“Hi, it’s Cokie.” By the time she phoned, she’d already been on ABC’s “This Week,” gone to Mass, gathered gossip at both places, hit the Safeway, checked email and the wires, revised a book chapter or a speech, and begun contemplating what to cook for dinner with her husband, Steve.
“We’re having about 30 people tonight,” was a typical next sentence, referring to a legion of family and friends, great-grandmothers and grandkids who were routinely convened for Sunday supper. “So I have to keep this brief, and I’ll check back after everyone’s gone. What are you thinking about for tomorrow?” I was, of course, wondering how anyone could pull off dinner for 30 on a Sunday night. She’d get more done on a Sunday than I would all week — and check in on more people than I do in a month.
She was a centrifugal force, pulling into her orbit Washington’s greenrooms and hearing rooms, its church aisles and carpools, its unsung women and kids and elders and friendships spanning generations and party lines, in a place that, every year, feels more balkanized. (She loved to tell the story of her mother’s arrival in town: Lindy Boggs, then the young bride of a new congressman, would be picked up in a car by dowager congressional spouses once the new legislative session commenced and brought along to meet other wives from both parties.) She took Political Washington and Neighborhood Washington and Historic Washington and Regular People Washington into the studio with her, and shared them with the rest of the country.
Editing Cokie was like peering around the wall at a party of jaw-droppingly entertaining guests. She was the connective tissue between so many communities and, as Spy Magazine memorably diagramed, so much power. And she was impossibly, unfailingly kind.
In Washington and around the country, thousands of people whose names we’ll never hear — from the lowliest news assistant to the mom with a baby in the NICU to the colleague with a cancer diagnosis to the friend you didn’t realize had met her husband through Cokie (and then married him at Cokie’s own house) — have deeply affectionate, personal memories of her. Strangers on social media shared their own stories. “Mixed scents of coffee, toasted bread and cinnamon with the voice of Ms. Roberts are how my days started,” read one Facebook reminiscence from a Japanese man. “I always loved it. Thank you so much for your professionalism.” Twitter was flooded with memories and selfies with Cokie — often pictures of grandmothers and girls in their teens. In a city as transactional as Washington, the breadth of mourning has been genuinely remarkable.
Cokie brought something foundational to her audience: the knowledge of, and deep belief in, the laws of the country. Enough of her relatives had been involved getting them written or enacting them or getting someone else — often a woman — into a position to do it. She had a taproot to the beginnings of America, right there in her own family, from her Louisiana roots through her long Washington pedigree, and she drew from it naturally, knowledgeably and un-self-consciously most Mondays just after 6 a.m. (Because it was so early in the morning, NPR eventually set up a small studio at her home, which is how audiences got to know about the family basset hound, Abner, when he interrupted a live interview, barking from a nearby room.)

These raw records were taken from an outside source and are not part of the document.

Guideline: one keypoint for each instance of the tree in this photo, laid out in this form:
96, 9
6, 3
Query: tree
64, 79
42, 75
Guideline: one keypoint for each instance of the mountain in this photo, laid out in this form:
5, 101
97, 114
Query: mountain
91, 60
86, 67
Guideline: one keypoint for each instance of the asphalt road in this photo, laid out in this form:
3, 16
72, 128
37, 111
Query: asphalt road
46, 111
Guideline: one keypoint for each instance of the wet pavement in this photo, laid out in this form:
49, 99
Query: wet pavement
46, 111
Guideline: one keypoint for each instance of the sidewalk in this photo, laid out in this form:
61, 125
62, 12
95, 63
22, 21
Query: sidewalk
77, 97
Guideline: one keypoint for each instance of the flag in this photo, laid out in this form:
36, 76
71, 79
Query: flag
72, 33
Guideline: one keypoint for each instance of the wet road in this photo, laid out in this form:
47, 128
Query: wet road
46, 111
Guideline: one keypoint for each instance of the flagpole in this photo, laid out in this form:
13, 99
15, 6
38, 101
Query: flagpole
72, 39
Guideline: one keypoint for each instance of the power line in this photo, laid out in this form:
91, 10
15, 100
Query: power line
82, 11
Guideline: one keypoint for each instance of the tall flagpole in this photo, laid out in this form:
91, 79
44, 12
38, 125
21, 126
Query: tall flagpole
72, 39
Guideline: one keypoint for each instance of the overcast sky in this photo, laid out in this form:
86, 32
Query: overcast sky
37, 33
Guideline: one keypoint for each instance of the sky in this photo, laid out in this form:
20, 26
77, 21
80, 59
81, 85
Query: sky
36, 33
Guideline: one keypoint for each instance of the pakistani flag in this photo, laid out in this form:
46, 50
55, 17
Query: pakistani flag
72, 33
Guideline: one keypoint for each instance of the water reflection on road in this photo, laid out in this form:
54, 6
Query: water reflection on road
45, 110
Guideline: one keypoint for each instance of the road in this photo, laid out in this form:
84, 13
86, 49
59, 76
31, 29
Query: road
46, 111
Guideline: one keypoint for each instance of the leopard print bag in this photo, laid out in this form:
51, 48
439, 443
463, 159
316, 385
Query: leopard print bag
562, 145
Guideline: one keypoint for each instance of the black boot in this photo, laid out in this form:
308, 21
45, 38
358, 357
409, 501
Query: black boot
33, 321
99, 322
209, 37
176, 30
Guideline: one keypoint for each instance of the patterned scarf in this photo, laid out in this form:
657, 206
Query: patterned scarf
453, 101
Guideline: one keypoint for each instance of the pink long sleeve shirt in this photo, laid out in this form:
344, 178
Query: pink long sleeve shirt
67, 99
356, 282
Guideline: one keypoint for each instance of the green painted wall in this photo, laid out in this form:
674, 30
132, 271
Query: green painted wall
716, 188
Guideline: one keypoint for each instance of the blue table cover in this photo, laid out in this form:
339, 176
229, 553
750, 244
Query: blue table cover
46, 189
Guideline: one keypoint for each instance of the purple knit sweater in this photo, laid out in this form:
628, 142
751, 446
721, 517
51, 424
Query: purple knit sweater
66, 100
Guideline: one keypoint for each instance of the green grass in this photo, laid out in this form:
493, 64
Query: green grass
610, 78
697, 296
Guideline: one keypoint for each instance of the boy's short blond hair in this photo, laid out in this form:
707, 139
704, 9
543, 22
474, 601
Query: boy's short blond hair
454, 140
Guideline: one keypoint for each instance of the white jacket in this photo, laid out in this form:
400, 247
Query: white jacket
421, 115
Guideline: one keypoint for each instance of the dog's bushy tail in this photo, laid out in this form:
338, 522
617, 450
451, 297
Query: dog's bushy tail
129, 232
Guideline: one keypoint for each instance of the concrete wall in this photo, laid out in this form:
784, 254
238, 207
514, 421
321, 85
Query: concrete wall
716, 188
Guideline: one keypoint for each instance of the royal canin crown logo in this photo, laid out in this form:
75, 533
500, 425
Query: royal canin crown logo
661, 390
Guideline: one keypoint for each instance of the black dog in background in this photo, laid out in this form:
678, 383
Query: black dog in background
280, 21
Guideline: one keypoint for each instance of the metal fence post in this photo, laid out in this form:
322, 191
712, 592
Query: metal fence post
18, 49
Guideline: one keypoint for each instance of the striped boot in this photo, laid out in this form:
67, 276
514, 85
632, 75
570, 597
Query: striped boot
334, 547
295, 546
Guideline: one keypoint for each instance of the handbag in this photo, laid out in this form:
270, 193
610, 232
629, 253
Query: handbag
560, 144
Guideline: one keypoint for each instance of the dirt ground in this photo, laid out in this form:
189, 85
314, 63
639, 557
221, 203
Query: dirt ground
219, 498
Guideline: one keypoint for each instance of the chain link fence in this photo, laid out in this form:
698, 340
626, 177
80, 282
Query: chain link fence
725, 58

Our country’s history, alongside her family’s, was a legacy she took seriously but wore lightly. She really did see part of her job as keeping the nation’s capital decent and civil and doing the business it was supposed to do, which of course she did with relish. She loved dishing about which high-level officials were real “girl’s girls” in ABC’s makeup chair and which officials wrote their own condolence notes immediately and sincerely (Condi Rice, Denis McDonough).

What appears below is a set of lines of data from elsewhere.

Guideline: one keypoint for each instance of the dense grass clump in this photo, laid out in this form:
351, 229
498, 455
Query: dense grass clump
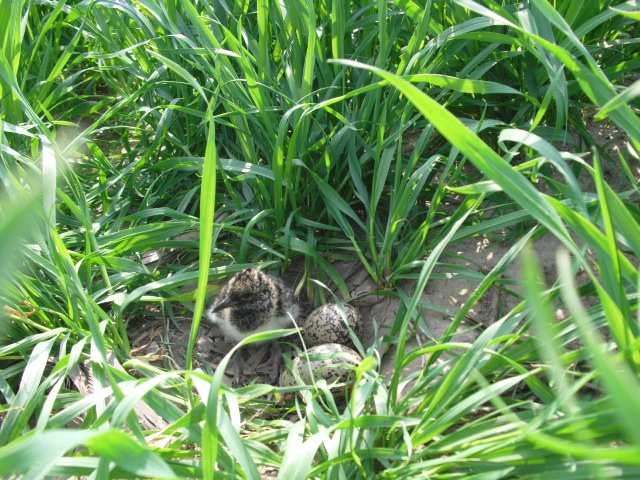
151, 148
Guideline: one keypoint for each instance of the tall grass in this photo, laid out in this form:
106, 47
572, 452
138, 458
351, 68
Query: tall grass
376, 131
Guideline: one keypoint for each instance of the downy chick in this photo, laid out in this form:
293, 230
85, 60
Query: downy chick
250, 302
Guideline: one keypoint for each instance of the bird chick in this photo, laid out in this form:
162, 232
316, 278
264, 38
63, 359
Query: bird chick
251, 302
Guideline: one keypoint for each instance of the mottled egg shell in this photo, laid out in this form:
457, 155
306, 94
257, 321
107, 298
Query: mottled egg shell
332, 362
326, 324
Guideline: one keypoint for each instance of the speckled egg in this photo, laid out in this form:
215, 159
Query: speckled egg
332, 362
326, 324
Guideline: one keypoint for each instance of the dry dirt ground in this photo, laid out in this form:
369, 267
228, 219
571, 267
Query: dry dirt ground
446, 292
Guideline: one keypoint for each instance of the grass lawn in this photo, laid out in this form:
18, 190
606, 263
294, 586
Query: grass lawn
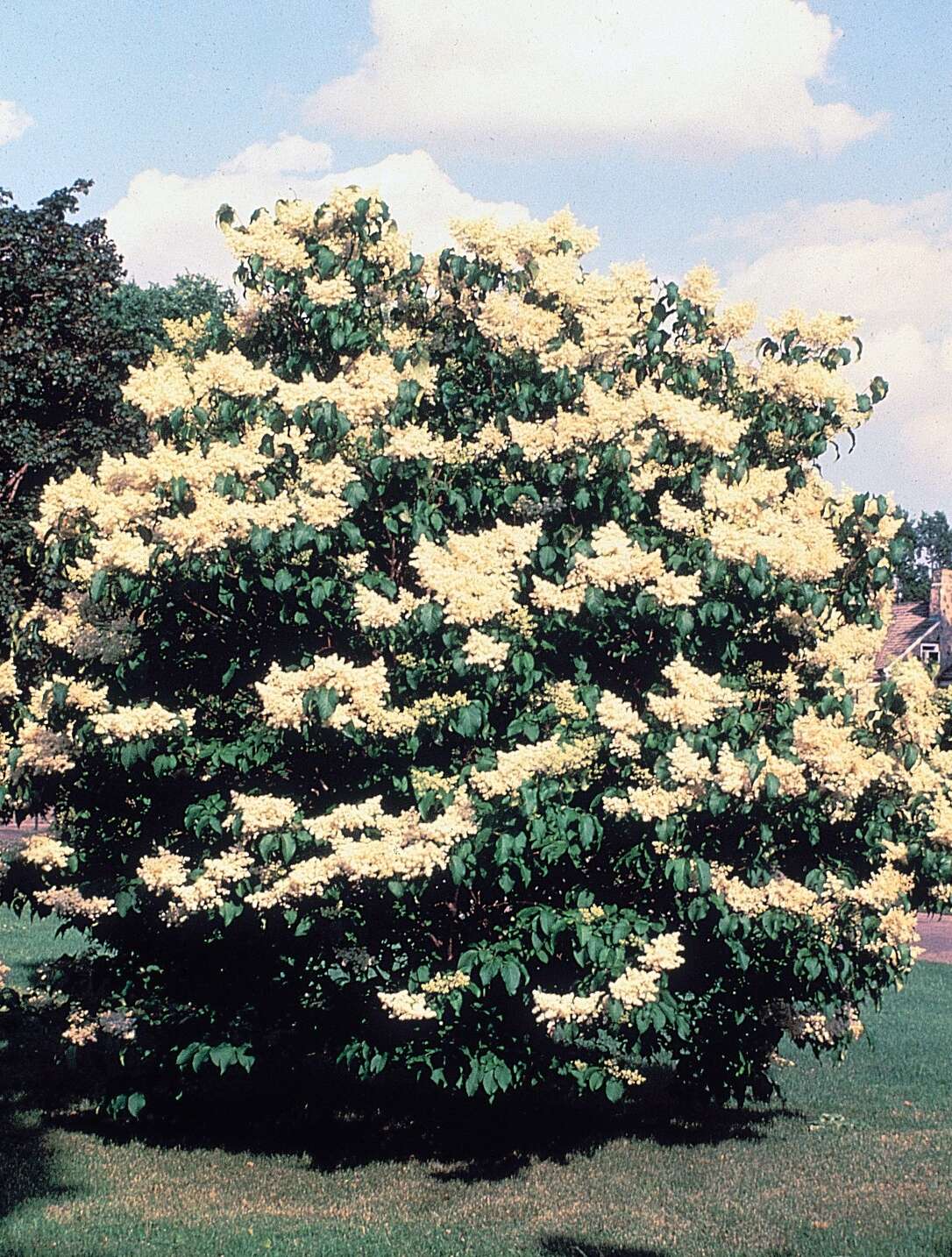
859, 1163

She loved being in the know. Once, on a summer Sunday nearly a decade ago, after she’d mostly moved to ABC News, she phoned around 9 p.m. “The White House just called ABC and told them to, quote, ‘Get an anchor in the chair.’ They’re not saying, but I think it’s bin Laden.” The White House hadn’t called NPR, but her tip kept us in the game; we rallied our anchor from bed.

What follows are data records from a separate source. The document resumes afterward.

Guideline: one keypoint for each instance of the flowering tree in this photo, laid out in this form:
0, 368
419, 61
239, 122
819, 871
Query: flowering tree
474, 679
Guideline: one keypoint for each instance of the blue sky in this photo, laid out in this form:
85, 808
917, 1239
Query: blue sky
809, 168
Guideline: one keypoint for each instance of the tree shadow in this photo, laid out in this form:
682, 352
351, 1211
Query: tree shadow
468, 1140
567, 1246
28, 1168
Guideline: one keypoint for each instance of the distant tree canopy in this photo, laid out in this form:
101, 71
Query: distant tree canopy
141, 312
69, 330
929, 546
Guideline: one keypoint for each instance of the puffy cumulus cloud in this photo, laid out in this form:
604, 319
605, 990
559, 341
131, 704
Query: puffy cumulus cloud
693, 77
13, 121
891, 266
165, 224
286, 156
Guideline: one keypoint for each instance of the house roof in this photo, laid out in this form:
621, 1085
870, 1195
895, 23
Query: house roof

Each time NPR got a new CEO or senior-level manager, that person would be invited for lunch with Cokie, Nina Totenberg and Linda Wertheimer. It was clear to most of us that these “founding mothers” (as Cokie titled her book on women in the Revolutionary War) together had far more sway than whichever of the latest chiefs was about to take the helm. You got the sense that they were deliberately, and with unfailing courtesy, exercising their powers of intimidation — scaring the newcomers into recognizing the significance, the meaning, of the network they were being hired to run. She vetted new leadership and read a few honchos the riot act when they promoted people above their abilities, especially if better-qualified women had been passed over. She and the other founding mothers fought to preserve the DNA of NPR. After all, they’d birthed the place.
There are legions of women in media and politics who are feeling motherless now, in Washington and New York and New Orleans and for all I know dozens of other places she visited quietly but influentially. She leaves so much — goodness, intellect, integrity, humor — to live up to. I hope we’re worthy.